The male fish has a high forehead, sharpened dorsal, and darker body coloring that becomes almost black during the spawning period. The female fish has rounded fins and fleshy lips.
At the age of eight months, being 12 cm (5 in) long, they can start breeding.
Giant gourami is an egg-laying fish. Before spawning, the male fish builds a nest from bubbles, water plants, and plant rubbish. The eggs are kept inside the nest attached to water plants in it.
Provided with a large spacious spawning tank breeding the fish is not challenging. However, the spawning tank size very often becomes an insurmountable problem.
In the wild, the nest-building process usually occurs in April-May; however, the fish can spawn all year-round. The process itself takes 8-10 days. The male usually builds a nest among canes.
It’s reasonable to keep the breeders separately before spawning. The spawning tank should be shielded from direct sunlight to prevent water overheating and create half-light in it.
You should provide the fish with building materials for the nest. You can put small-leaved fluctuant on the tank water surface (water lettuce), raise the water temperature to 28°C (82°F).
The male builds a ball-shaped nest using foam and plants as building materials. The nest diameter may be up to 1 meter large. During this period, the male becomes aggressive, so the female should have a shelter to hide from his attacks.
Since after the juveniles appear, the male fish starts to guard them. At that, it attacks even the female fish. She will require a lot of space to find a shelter in the tank till the juveniles grow.
After building the nest, spawning usually occurs several days later.
Spawning games last about 2-3 hours. During this time, the female lays from 3 to 10 thousand eggs 2.5 – 3 mm large in the nest. After this, you should remove the female from the tank.

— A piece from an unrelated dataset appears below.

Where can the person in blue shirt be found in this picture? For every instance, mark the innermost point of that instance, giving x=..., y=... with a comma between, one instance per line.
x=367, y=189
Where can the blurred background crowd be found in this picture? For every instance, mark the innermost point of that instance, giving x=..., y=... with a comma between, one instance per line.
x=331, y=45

The eggs are lighter than water, and they float to the surface. The male gathers them and puts them in the nest. The larvae hatch in 24 hours. The fish guards its eggs and juveniles for some time after the spawning is over.

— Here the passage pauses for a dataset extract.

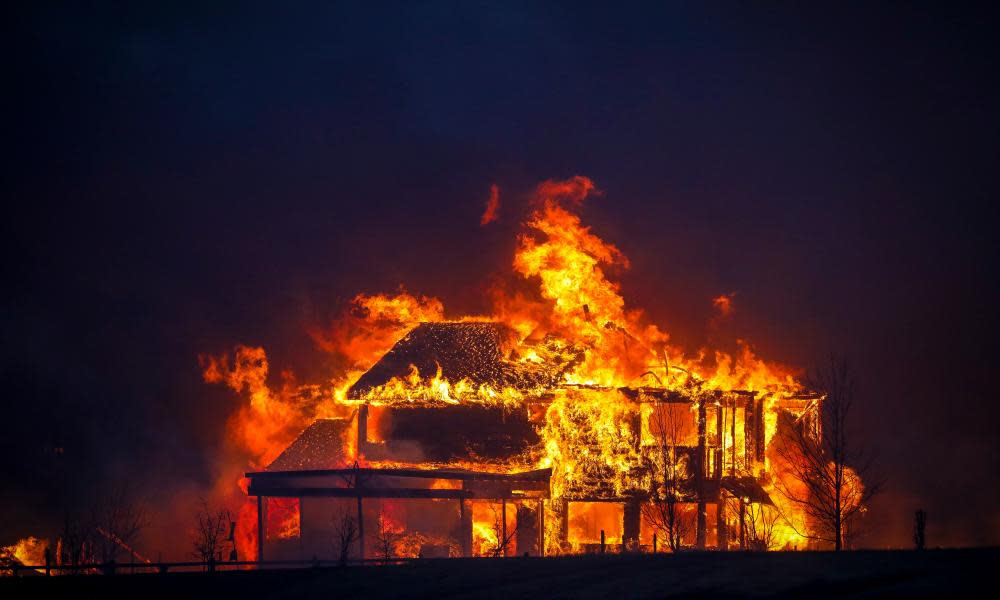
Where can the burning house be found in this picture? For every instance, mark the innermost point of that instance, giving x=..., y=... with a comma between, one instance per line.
x=514, y=460
x=560, y=422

Larvae turn into juveniles 5-6 days later. They start to swim and feed on small plankton.
In the wild, the male continues guarding the offspring for 2-3 weeks more, but in captivity, you should remove him from the tank once the juveniles start to swim.
The water level should be decreased to 10 cm (4 in) and keep it like this for thirty days. During this time, the juveniles labyrinth organ is formed, and they start gasping air from the surface. In six months, they grow to be 12 – 15 cm (5-6 in) long.
In a tank you have at home, it is quite difficult or even almost impossible to obtain the juveniles due to the tank size requirements.
In theory, the breeding process is easy – the fish form a couple, build nests from bubbles where the juveniles grow, etc., but the size of the proper tank becomes a problem because it has to be a huge one.